Kids Today

I happened to have several conversations with other mothers today about kids.  I've been having conversations with other mothers about kids for twenty years now, and I am always profoundly grateful that there are these other mothers with whom I can connect or re-connect even after long absences of not seeing one another and maybe not even being able to recognize their kids any more.

Twenty years ago the conversations were about naps or diapers or feeding or daycare/mother's morning out.   Then we moved on to schools and extra-curricular activities and then on to learning issues and adolescence and preparing for college and dealing with college stuff.  Kids have been leaving home, at different times and for different reasons, and many kids have returned home for a season here and there as well.

These days the conversations are about these leavings and returnings, preparing for them, experiencing them, coping with them.  About how hard these times are because we aren't sure we know how to be mothers to kids who are independent now, who have confidential relationships with counselors or doctors or even schools.  At one point I said that I feel as if I am always trying to find the line between too little and too much.  I suppose it is always that way with parenting, but the stakes seem so much higher when they are driving, choosing college, moving away, getting jobs.  And the limits of our responsibilities, rights, obligations, desires even, have become more obvious.

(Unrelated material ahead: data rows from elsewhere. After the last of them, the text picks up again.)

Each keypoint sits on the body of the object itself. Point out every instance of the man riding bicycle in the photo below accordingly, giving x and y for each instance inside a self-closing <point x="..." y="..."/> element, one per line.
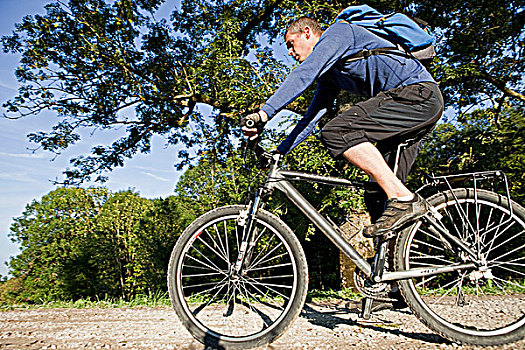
<point x="404" y="103"/>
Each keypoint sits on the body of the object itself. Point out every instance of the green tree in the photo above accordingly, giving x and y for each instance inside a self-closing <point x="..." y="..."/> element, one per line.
<point x="56" y="236"/>
<point x="485" y="139"/>
<point x="102" y="65"/>
<point x="125" y="259"/>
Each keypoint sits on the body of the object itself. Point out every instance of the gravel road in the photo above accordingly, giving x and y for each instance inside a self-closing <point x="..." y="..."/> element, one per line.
<point x="328" y="326"/>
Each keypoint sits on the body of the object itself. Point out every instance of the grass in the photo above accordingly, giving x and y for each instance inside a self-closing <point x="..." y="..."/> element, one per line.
<point x="152" y="299"/>
<point x="157" y="299"/>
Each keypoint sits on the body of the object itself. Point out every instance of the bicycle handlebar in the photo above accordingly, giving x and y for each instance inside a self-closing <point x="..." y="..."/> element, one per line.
<point x="250" y="123"/>
<point x="264" y="158"/>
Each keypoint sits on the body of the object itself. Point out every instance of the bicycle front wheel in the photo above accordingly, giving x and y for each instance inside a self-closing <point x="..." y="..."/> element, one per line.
<point x="223" y="309"/>
<point x="480" y="306"/>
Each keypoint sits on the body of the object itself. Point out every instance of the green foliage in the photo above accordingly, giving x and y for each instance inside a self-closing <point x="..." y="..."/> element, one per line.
<point x="485" y="139"/>
<point x="78" y="243"/>
<point x="107" y="64"/>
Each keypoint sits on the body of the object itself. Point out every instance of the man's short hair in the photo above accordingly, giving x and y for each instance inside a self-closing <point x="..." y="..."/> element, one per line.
<point x="299" y="24"/>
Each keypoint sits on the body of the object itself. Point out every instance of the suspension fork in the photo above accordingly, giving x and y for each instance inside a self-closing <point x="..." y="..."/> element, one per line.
<point x="249" y="231"/>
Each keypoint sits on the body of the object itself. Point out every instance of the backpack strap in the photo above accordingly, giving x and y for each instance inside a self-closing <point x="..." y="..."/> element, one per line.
<point x="363" y="54"/>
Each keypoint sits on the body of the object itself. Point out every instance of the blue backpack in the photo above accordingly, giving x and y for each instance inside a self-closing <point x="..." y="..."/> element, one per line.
<point x="411" y="38"/>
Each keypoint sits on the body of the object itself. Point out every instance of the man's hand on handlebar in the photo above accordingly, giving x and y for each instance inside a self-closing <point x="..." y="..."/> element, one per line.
<point x="253" y="124"/>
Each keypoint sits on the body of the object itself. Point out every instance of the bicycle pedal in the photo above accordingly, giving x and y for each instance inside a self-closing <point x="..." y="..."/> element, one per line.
<point x="389" y="235"/>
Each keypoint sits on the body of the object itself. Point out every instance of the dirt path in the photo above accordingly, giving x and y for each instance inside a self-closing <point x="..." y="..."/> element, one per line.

Today I happened to meet a new mother - that is, one previously unknown to me but who has a son just a year or so older than my elder son - and to reconnect with a mother I've known for more than ten years but haven't seen in six, who has a daughter between my sons' ages.  The first conversation was a blessing to me, an opportunity to hear another mother's story about a child returning home.  The second conversation gave me an opportunity to give support to the other mother, to pay it forward, to tell about our experiences that might shed light on their preparation for going forward toward college.

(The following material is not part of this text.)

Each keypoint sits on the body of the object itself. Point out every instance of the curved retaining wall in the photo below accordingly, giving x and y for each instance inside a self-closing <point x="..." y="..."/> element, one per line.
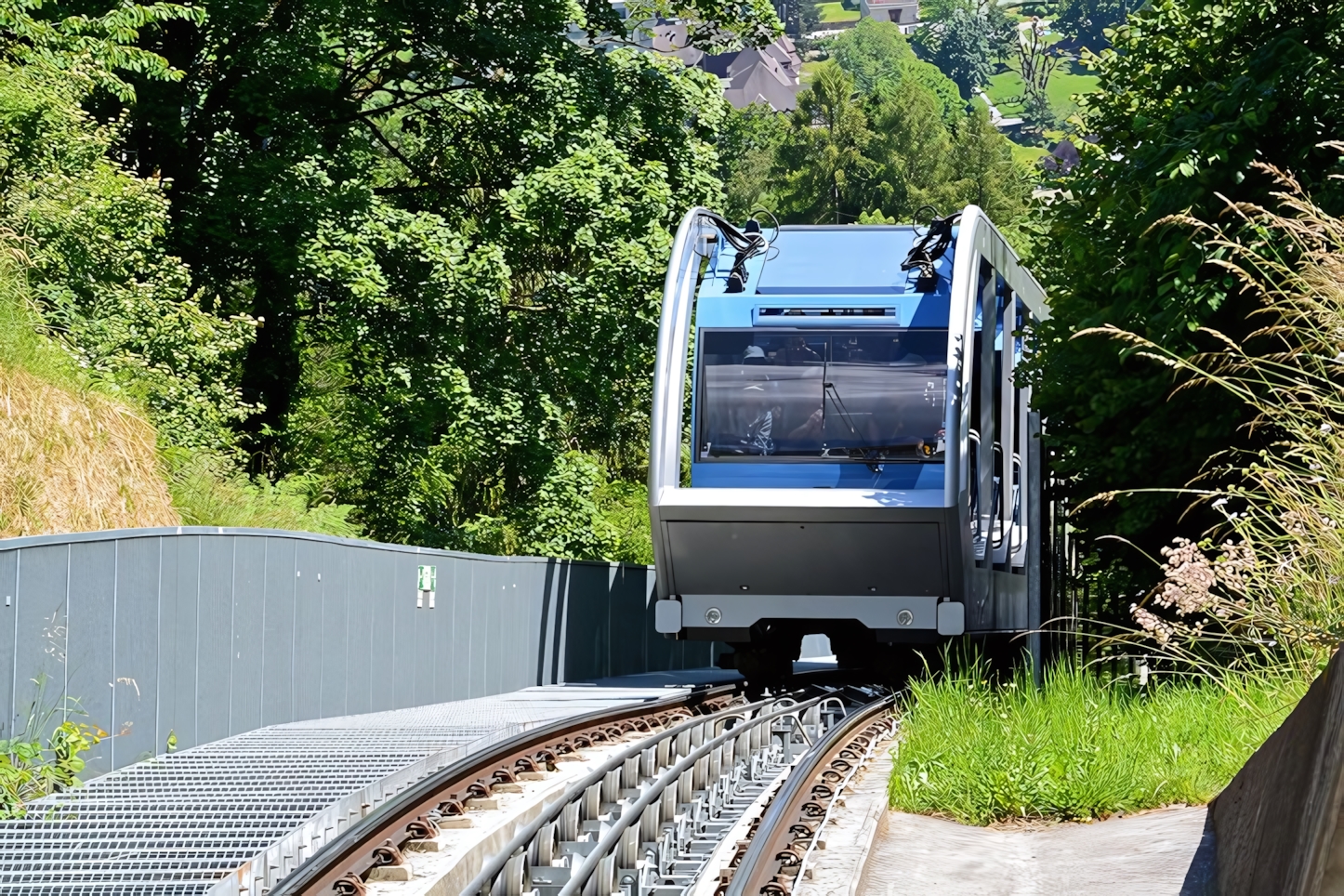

In church, after both of these conversations, I watched and listened to my younger son singing in a combined choir - the middle- and high-school kids and the adults together.  He's taller than most of the kids and the adults and he sings bass.  And yet he's just sixteen.  It was a picture of what his life is like from my perspective as his mother: he is part youth, part grownup.  He can and does do grownup things, and yet he is not completely launched yet.  He is still under his parents' supervision, but for less time and fewer things.  I was grateful to be sitting with the other mothers during the first service; we looked together from our row at our own children and at each other's children and the same thoughts were surely passing through all of our minds.  And I was grateful to be sitting with my husband during the second service; only he shares with me the reality of our own family dynamics in all its gory/glorious detail.

Near the end of the morning, I looked at my son, watching him singing, and I got that catch in my throat, that sudden out-of-nowhere finding one's eyes brimming with tears that mothers get and have gotten from time immemorial.  He is mine, and yet he is not; he is a child, and yet he is not; he is who he is, and yet not who he will be.

My prayer can only be now that he will grow into who God made him to be, with God's help, with the help of his parents and family and mentors and teachers and friends, with the presence and prayers of those other mothers who, whether they know it or not, have always been part of his support and formation.